His ambition is to make “Christian values” synonymous with “Western Values” – even though the two are often at odds with each other.
I’d go further: I think Nazir-Ali’s article is a very sophisticated version of the Eurabia conspiracy theory. This is a rightwing fringe idea that is being coaxed into the mainstream. The figures most responsible for it are the writer Bat Ye’or and the DJ Mark Steyn. As Johann Hari explains:
[Ye’or] argues that Europe is on the brink of being transformed into a conquered continent called “Eurabia”.
In this new land, Christians and Jews will be reduced by the new Muslim majority to the status of “dhimmis” – second-class citizens forced to “walk in the gutter”. This will not happen by accident. It is part of a deliberate and “occult” plan, concocted between the Arab League and leading European politicians like Jacques Chirac and Mary Robinson, who secretly love Islam and are deliberately flooding the continent with Muslim immigrants. As Orianna Fallacci – one of the best-selling writers in Italy – has summarised the thesis in her hymns of praise to Ye’or, “Muslims have been told to come here and breed like rats.”

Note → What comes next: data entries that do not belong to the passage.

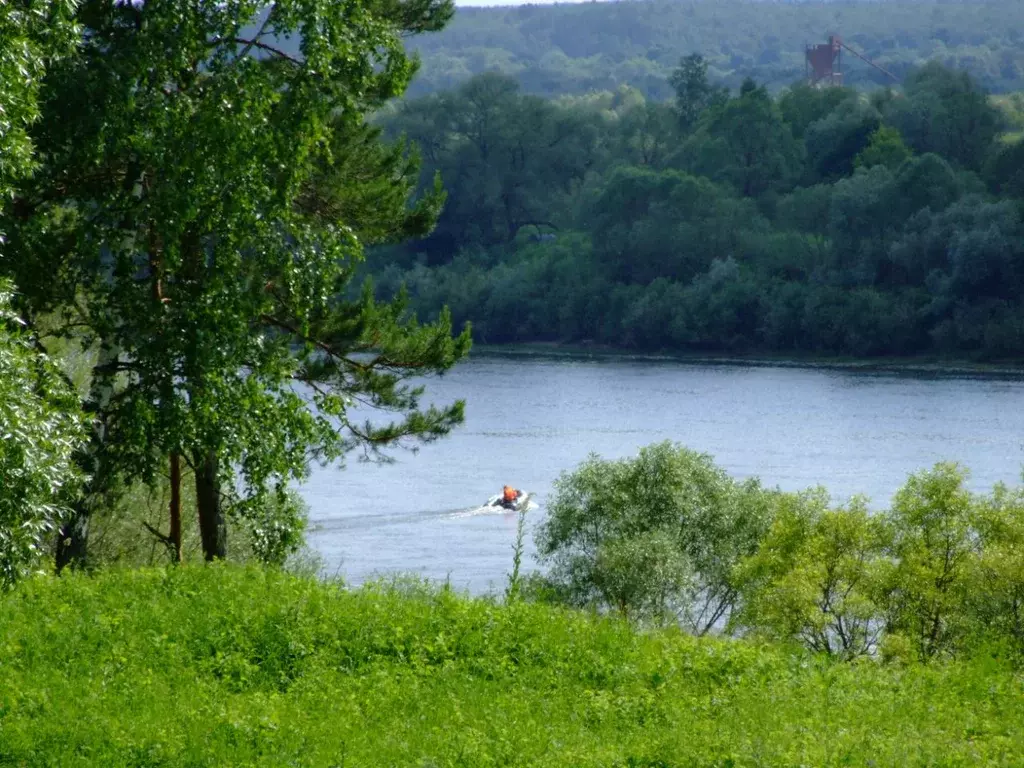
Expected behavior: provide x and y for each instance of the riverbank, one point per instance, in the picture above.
(228, 667)
(919, 365)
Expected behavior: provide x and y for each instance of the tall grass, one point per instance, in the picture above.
(229, 666)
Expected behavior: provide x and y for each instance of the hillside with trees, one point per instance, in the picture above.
(577, 48)
(815, 221)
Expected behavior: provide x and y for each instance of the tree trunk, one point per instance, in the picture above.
(175, 535)
(212, 526)
(73, 539)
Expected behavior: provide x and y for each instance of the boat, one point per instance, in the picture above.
(498, 502)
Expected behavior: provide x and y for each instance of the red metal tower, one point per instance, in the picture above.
(823, 64)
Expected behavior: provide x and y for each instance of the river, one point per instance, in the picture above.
(527, 419)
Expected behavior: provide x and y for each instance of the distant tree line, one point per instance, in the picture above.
(819, 221)
(578, 48)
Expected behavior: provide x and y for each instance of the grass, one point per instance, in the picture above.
(232, 666)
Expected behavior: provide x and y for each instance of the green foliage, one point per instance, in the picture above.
(885, 146)
(667, 538)
(811, 223)
(238, 667)
(653, 538)
(694, 95)
(582, 47)
(934, 544)
(40, 430)
(203, 204)
(945, 112)
(816, 578)
(33, 34)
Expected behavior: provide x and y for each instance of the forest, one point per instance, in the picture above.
(829, 222)
(578, 48)
(188, 217)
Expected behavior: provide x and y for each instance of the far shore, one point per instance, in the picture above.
(915, 365)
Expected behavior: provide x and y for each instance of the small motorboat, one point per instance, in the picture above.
(521, 502)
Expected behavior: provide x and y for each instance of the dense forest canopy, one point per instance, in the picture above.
(576, 48)
(823, 221)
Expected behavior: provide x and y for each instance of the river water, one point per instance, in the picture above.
(527, 419)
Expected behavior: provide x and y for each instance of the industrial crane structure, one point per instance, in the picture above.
(823, 64)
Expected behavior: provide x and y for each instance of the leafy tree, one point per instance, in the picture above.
(654, 537)
(649, 224)
(173, 221)
(694, 93)
(946, 113)
(995, 591)
(935, 547)
(41, 429)
(835, 141)
(758, 152)
(40, 420)
(802, 104)
(885, 146)
(816, 578)
(507, 160)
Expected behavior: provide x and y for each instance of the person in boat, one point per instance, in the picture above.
(510, 496)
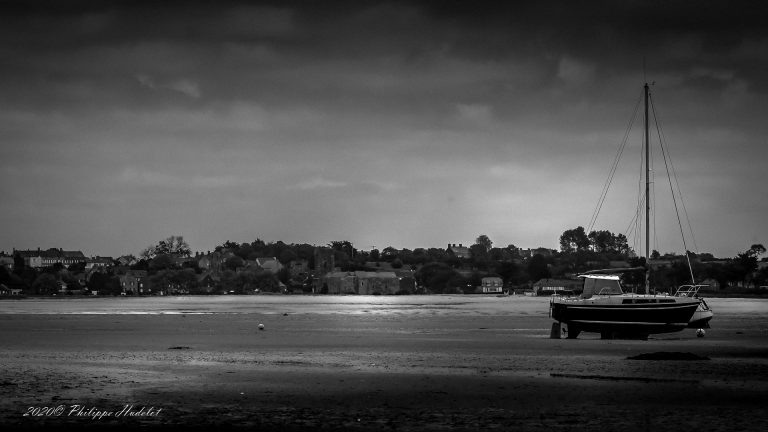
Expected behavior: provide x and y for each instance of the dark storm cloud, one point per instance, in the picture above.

Indeed, the theory features an obsession with birthrates and a use of quasi-medical terminology that carry a disturbing historical resonance. Melanie Phillips, Ye’or’s British admirer, would agree with Nazir-Ali that universal values of tolerance and liberalism will not do the job. Approvingly she quotes another of Ye’or’s disciples:
As Tom Bethell wrote in this month’s American Spectator: ‘Just at the most basic level of demography the secular-humanist option is not working.’ But there is more to it than the fact that non-religious people tend not to have as many children as religious people, because many of them prefer to ‘enjoy’ freedom rather than renounce it for the sake of children. Secularists, it seems to me, are also less keen on fighting. Since they do not believe in an afterlife, this life is the only thing they have to lose. Hence they will rather accept submission than fight.
So, in Phillips’s own words: ‘it is vital that Britain and Europe re-Christianise if they are to have any chance of defending western values.’ The answer to a threat from religious fundamentalism is… more religious fundamentalism!

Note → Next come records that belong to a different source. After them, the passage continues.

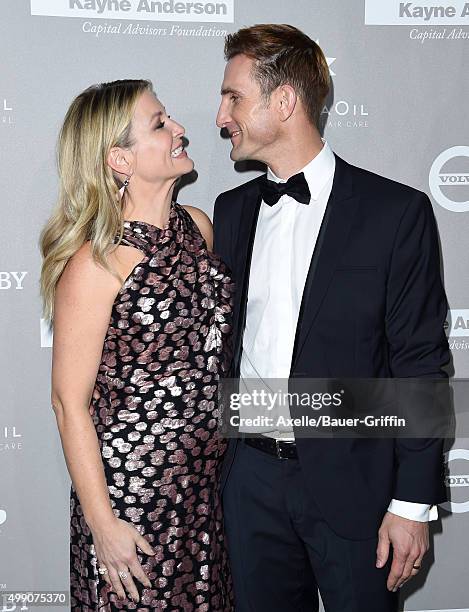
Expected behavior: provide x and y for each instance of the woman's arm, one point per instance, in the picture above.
(203, 223)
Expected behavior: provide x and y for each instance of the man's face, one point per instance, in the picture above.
(248, 118)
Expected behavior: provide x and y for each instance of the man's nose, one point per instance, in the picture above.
(222, 117)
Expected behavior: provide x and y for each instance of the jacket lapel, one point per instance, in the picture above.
(249, 215)
(331, 240)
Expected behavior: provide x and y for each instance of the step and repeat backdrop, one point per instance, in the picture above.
(398, 107)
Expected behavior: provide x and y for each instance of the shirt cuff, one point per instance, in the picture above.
(413, 511)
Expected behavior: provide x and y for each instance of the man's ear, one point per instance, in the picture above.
(286, 100)
(120, 161)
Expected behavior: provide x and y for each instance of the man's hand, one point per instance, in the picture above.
(410, 541)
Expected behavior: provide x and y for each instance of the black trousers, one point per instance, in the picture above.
(282, 552)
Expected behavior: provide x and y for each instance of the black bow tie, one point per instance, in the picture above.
(296, 187)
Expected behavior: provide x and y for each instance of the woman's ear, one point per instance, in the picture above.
(119, 160)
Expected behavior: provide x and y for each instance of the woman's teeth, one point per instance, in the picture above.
(177, 152)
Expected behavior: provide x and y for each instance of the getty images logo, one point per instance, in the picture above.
(166, 10)
(449, 179)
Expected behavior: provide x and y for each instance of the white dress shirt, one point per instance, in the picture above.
(285, 238)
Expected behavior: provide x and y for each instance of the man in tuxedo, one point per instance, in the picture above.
(338, 275)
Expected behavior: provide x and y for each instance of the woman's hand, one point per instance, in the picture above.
(115, 546)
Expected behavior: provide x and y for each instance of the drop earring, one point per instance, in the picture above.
(124, 185)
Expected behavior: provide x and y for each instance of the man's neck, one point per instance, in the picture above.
(294, 156)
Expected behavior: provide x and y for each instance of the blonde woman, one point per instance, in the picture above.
(141, 318)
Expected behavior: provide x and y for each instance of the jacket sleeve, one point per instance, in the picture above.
(418, 348)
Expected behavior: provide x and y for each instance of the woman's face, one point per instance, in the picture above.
(158, 152)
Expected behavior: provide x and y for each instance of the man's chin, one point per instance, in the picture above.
(237, 155)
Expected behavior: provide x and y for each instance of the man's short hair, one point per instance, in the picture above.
(283, 55)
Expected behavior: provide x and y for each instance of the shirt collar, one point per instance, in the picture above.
(317, 172)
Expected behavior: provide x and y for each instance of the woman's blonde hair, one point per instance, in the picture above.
(89, 205)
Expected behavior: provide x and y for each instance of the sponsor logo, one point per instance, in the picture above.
(457, 481)
(46, 334)
(394, 12)
(449, 179)
(346, 114)
(6, 109)
(138, 29)
(166, 10)
(457, 322)
(12, 280)
(10, 439)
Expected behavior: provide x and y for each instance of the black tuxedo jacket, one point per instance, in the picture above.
(373, 306)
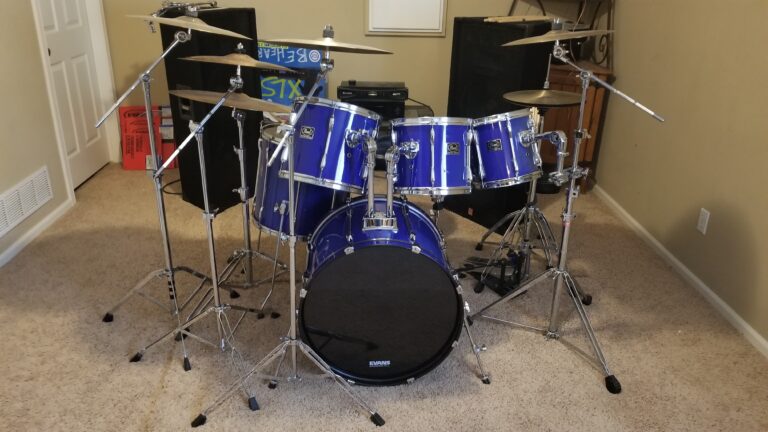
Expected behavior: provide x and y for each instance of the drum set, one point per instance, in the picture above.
(379, 303)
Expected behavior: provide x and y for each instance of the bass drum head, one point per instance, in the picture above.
(381, 315)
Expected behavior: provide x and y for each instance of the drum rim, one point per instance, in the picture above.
(422, 369)
(440, 191)
(344, 106)
(330, 184)
(431, 121)
(510, 181)
(524, 112)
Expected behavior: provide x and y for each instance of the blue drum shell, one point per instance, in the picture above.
(322, 135)
(450, 155)
(504, 158)
(313, 203)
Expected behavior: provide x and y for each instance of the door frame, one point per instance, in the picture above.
(104, 78)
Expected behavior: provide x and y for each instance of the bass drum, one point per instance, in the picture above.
(381, 307)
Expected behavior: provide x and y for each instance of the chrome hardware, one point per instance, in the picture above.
(410, 149)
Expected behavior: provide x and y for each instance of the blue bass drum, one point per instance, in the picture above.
(435, 155)
(329, 144)
(503, 157)
(270, 200)
(381, 307)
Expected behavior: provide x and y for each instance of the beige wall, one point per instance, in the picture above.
(700, 64)
(424, 63)
(28, 139)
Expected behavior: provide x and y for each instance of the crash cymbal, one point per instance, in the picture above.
(329, 44)
(235, 100)
(556, 35)
(519, 18)
(237, 59)
(543, 98)
(190, 23)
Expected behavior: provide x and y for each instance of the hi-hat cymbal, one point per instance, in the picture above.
(543, 98)
(238, 59)
(556, 35)
(329, 44)
(190, 23)
(519, 18)
(235, 100)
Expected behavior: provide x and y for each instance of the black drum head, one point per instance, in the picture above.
(381, 315)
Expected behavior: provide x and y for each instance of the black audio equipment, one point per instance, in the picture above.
(220, 133)
(385, 98)
(481, 72)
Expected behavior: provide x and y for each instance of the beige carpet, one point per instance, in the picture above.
(681, 365)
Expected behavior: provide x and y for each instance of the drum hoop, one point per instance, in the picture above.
(344, 106)
(525, 112)
(432, 121)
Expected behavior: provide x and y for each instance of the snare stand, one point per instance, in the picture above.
(169, 270)
(292, 341)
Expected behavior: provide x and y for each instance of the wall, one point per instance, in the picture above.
(28, 138)
(697, 63)
(424, 63)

I’m sorry to say that this lunacy has infected even some liberal secularists. Christopher Hitchens talks of rebuking an atheist comrade:
Sam Harris, a Jewish warrior against theocracy and bigotry of all stripes, had written that it was often fascists who made the most sense when talking about immigration to Europe. The last statement had truly shocked me… I was therefore writing about the way in which the battle over Islamism was making good people wonder aloud about saying or thinking unpleasant or ungenerous things.

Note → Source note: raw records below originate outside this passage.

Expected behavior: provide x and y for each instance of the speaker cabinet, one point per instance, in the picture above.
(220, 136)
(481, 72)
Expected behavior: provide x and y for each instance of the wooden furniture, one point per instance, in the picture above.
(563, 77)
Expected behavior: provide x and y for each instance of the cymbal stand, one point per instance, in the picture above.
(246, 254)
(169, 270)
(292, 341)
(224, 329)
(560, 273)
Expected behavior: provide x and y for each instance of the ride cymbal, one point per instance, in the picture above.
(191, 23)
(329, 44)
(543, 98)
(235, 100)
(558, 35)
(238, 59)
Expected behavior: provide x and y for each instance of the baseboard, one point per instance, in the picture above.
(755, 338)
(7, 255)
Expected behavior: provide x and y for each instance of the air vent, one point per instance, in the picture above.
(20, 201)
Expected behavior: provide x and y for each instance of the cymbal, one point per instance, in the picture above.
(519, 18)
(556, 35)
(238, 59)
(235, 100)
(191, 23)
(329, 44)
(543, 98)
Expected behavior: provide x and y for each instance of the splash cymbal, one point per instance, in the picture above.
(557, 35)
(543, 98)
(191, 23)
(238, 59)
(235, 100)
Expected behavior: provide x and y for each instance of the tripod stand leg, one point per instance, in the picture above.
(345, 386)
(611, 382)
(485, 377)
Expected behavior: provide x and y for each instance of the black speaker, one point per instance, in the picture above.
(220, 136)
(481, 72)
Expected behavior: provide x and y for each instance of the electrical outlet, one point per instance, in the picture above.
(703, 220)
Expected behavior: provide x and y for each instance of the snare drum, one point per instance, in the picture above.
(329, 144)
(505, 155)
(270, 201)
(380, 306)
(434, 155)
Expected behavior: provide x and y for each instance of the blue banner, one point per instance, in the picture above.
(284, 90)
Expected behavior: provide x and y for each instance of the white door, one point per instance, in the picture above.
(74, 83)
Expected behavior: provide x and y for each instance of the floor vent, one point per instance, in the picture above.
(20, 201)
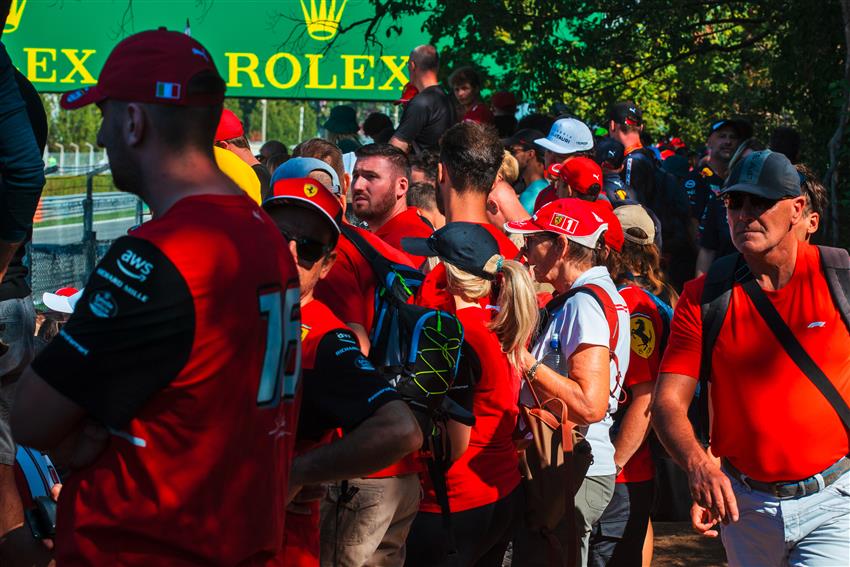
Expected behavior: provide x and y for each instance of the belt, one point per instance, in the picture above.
(792, 489)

And Martin Amis said that:
If every inhabitant of a liberal democracy believes in liberal democracy, then it doesn’t matter what creed or colour they are. If, on the other hand, some of them believe in Sharia and the Caliphate (and believe, too, that slaughtering the attendees of ladies’ night at the Tiger Tiger discotheque is a good way of bringing that about), the numbers start to matter.
No, Martin – it doesn’t matter. Because, as David T of Harry’s Place said: who says that all Muslims are going to think in exactly the same way? Don’t generational changes matter (how much in common do you have with your grandad?) To assume that every Muslim in Britain will automatically want Wahabbi fundamentalism is both a) genuinely racist and b) betrays a shocking lack of confidence in ‘Western’ – actually secular and universal – values.